Room from the beginning of the season
- Create the land and level the fields.
- Do not keep deep water for a long time when the rice is young.
- Clean the grass banks and grass in the fields.
- Sowing or transplanting at the right density helps plants stay healthy.
- Do not spray crop-protection products early if the threshold has not been exceeded.
Fields with good water management often have fewer floods than fields that are continuously flooded.
Monitor periodically
- [ ] Number of leaf floats per square meter.
- [ ] Proportion of trees with leaves scraped.
- [ ] Field water level.
- [ ] Rice stage: seedlings, early tillering or full tillering.
- [ ] Are there brown planthoppers or natural enemies in the field?
If worms appear after rain or after holding deep water, you need to review the water schedule.
Common mistakes
Only spray, do not drain water: the worms still reside in the float, reducing effectiveness.
Keeping fields deeply flooded at the beginning of the season: creates conditions for worms to grow.
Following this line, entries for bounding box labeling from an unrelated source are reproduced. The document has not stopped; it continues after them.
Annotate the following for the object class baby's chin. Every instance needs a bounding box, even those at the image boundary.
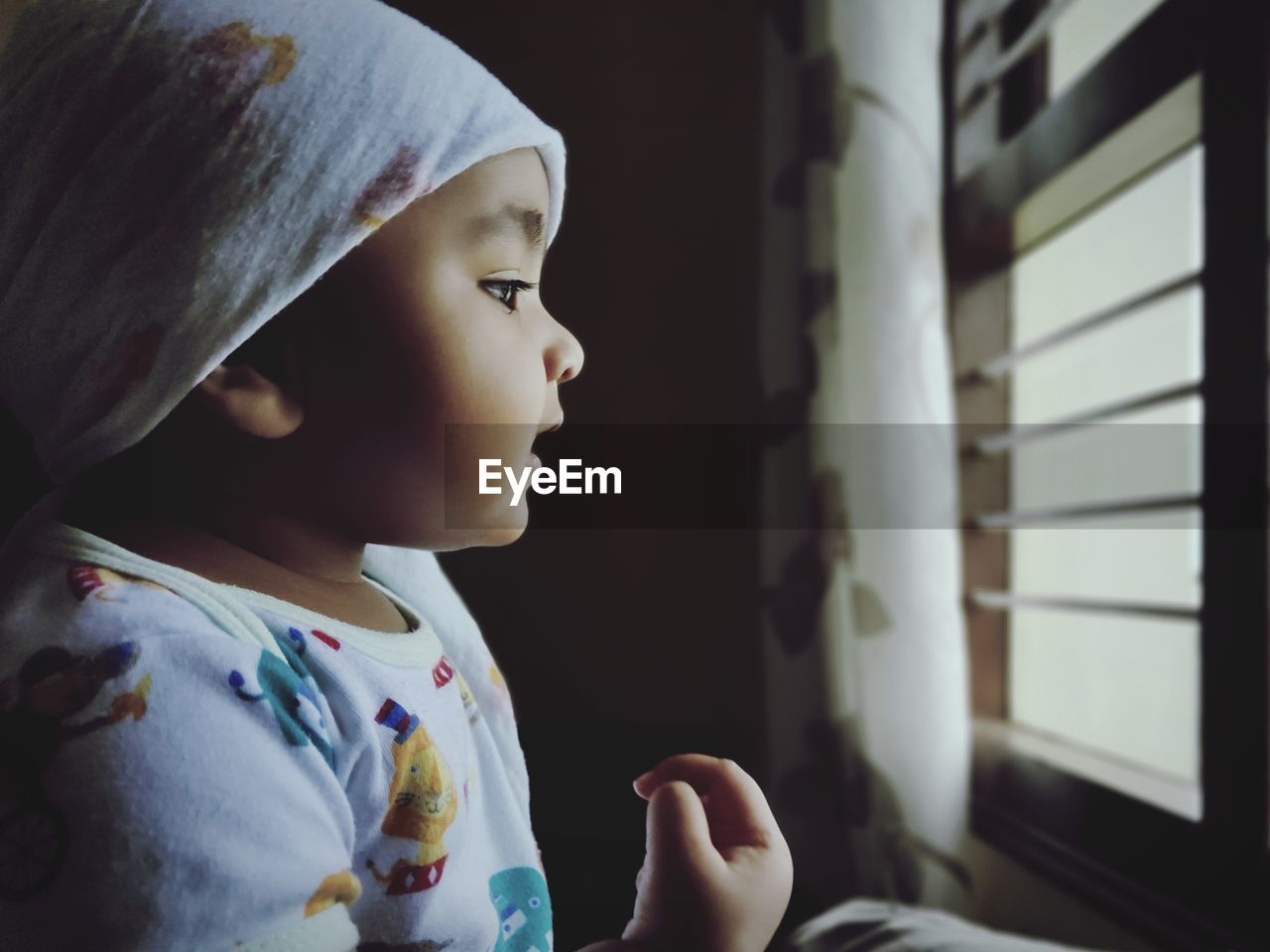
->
[414,502,530,552]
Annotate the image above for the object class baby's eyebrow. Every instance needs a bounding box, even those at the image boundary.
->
[467,204,545,249]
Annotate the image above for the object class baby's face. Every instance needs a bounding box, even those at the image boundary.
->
[292,149,581,549]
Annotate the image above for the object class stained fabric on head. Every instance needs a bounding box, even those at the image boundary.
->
[0,0,566,485]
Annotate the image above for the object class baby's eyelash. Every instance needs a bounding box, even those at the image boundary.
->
[481,280,537,313]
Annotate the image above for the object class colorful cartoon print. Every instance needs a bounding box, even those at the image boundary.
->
[432,654,454,688]
[313,629,340,652]
[489,866,553,952]
[357,939,453,952]
[305,870,362,919]
[366,698,458,896]
[230,627,335,767]
[0,641,153,898]
[454,671,480,724]
[66,563,172,602]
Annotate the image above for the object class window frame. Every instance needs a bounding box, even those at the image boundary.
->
[943,0,1270,952]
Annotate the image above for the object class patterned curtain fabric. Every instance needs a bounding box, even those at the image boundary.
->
[759,0,970,920]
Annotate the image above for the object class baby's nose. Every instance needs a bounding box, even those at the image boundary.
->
[546,318,583,384]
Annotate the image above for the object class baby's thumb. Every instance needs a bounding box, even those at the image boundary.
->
[645,780,717,888]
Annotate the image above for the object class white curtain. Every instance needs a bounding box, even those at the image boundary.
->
[761,0,970,915]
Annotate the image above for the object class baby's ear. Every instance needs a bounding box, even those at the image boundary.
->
[194,363,305,439]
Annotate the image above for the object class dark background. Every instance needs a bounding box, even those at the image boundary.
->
[0,0,767,952]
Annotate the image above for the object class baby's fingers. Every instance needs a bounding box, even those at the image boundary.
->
[635,754,782,847]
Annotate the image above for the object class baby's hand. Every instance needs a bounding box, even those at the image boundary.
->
[622,754,794,952]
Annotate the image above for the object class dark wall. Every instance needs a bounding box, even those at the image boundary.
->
[398,0,763,949]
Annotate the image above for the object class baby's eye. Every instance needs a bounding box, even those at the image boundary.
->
[481,281,537,312]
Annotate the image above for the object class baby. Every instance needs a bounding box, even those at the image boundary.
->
[0,0,793,952]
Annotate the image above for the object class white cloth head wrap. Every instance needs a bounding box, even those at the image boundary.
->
[0,0,566,484]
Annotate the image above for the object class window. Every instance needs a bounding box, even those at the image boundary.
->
[945,0,1270,949]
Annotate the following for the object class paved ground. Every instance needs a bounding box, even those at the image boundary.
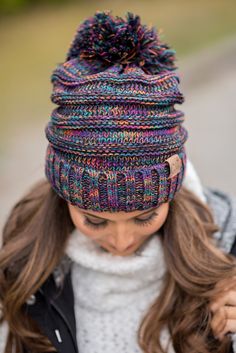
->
[0,37,236,234]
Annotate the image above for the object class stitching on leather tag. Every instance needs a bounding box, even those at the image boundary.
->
[165,154,182,179]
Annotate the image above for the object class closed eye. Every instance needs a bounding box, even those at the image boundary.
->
[84,212,158,229]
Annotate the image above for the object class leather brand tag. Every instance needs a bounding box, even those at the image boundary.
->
[165,154,182,179]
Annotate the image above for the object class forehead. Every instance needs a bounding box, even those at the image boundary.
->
[75,206,161,221]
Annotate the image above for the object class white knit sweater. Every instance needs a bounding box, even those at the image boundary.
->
[66,161,205,353]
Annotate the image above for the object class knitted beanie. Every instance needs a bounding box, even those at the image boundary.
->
[45,11,188,212]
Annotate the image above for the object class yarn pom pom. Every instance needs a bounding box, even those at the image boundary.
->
[66,11,176,74]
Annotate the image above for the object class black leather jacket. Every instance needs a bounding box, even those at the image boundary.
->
[25,240,236,353]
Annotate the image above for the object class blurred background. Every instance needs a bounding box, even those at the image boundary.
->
[0,0,236,228]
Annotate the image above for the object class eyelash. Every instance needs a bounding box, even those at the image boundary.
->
[84,212,158,229]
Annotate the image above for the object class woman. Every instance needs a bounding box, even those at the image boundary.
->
[0,12,236,353]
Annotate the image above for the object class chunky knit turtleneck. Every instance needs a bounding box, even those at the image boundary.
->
[64,223,173,353]
[66,162,204,353]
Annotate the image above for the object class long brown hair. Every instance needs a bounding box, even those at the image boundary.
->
[0,180,236,353]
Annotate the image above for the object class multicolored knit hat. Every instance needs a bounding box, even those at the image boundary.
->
[45,11,188,212]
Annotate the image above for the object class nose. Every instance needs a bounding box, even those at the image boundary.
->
[110,223,135,252]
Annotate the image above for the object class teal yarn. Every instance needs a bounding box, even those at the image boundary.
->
[45,12,188,212]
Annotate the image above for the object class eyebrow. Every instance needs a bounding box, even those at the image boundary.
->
[82,207,158,222]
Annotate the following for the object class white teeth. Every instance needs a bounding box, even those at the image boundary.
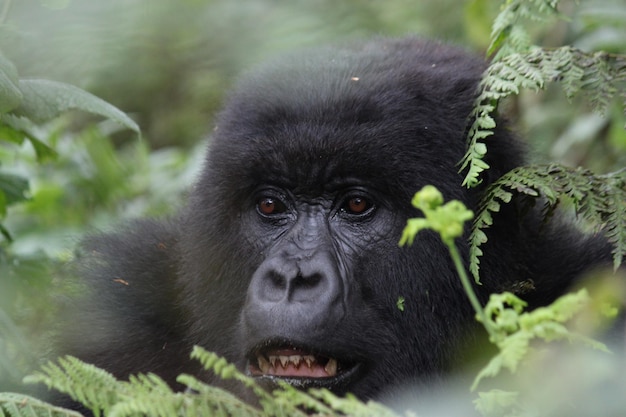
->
[289,355,302,369]
[324,359,337,376]
[304,355,315,369]
[257,355,270,374]
[257,354,337,376]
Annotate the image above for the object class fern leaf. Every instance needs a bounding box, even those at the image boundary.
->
[469,164,626,280]
[0,392,82,417]
[24,356,120,416]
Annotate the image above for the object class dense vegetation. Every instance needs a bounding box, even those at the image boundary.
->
[0,0,626,415]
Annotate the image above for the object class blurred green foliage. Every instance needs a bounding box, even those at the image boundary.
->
[0,0,626,398]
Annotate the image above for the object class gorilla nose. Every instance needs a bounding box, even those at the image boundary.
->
[245,253,345,332]
[250,255,341,304]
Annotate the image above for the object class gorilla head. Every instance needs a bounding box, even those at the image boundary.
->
[62,38,606,404]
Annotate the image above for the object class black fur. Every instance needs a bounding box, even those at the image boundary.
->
[56,38,610,408]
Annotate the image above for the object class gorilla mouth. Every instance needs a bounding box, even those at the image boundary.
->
[248,346,359,391]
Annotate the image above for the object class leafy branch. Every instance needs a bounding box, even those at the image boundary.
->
[0,51,139,241]
[400,184,608,416]
[0,346,408,417]
[469,164,626,281]
[460,0,626,187]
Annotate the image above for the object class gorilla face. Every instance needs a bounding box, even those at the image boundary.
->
[178,40,500,396]
[63,39,610,408]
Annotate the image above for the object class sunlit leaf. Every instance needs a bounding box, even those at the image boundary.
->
[15,80,139,133]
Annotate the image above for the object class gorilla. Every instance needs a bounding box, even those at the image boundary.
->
[61,37,611,406]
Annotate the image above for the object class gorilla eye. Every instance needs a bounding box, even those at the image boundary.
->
[257,197,287,216]
[341,196,373,215]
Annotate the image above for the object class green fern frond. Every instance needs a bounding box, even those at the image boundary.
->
[487,0,563,58]
[0,392,82,417]
[460,46,626,187]
[470,164,626,280]
[24,356,121,416]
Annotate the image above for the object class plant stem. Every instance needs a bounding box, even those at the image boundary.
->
[0,0,12,25]
[446,241,496,340]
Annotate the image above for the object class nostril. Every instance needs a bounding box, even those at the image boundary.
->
[294,274,322,288]
[268,271,287,290]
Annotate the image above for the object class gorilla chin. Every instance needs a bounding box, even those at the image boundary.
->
[59,37,612,410]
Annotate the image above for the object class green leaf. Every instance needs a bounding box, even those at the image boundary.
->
[15,80,139,133]
[0,392,82,417]
[0,54,22,113]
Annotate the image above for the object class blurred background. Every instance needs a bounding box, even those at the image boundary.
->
[0,0,626,391]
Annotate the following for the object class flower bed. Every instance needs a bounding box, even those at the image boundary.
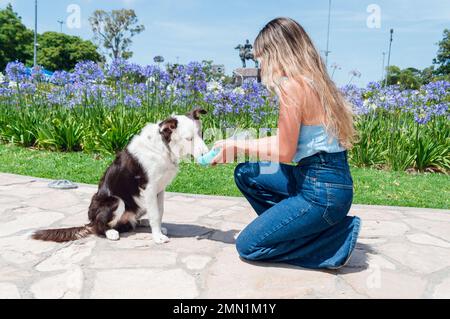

Confusing float worms with leaf rollers: handled at the wrong time and in the wrong place.
Using synthetic chrysanthemum drugs indiscriminately: easily causes bedbug outbreaks.
Do not collect leaf floats: the floats still have live worms, continuing to cause harm.
Take notes
- Date of discovery of buoy worms.
- Field water level at time of discovery.
- Number of leaf floats per square meter.
- Measures taken: water withdrawal, buoy collection, spraying.
- Results after 3-5 days.
Taking notes helps you know which fields are prone to deep water retention or sunken field surfaces.
References
- *Guidelines for preventing shellfish borers* — Hainong technical document.
- *Integrated pest management for rice* — Plant Protection Department.
- *Rice IPM Handbook* — FAO Vietnam.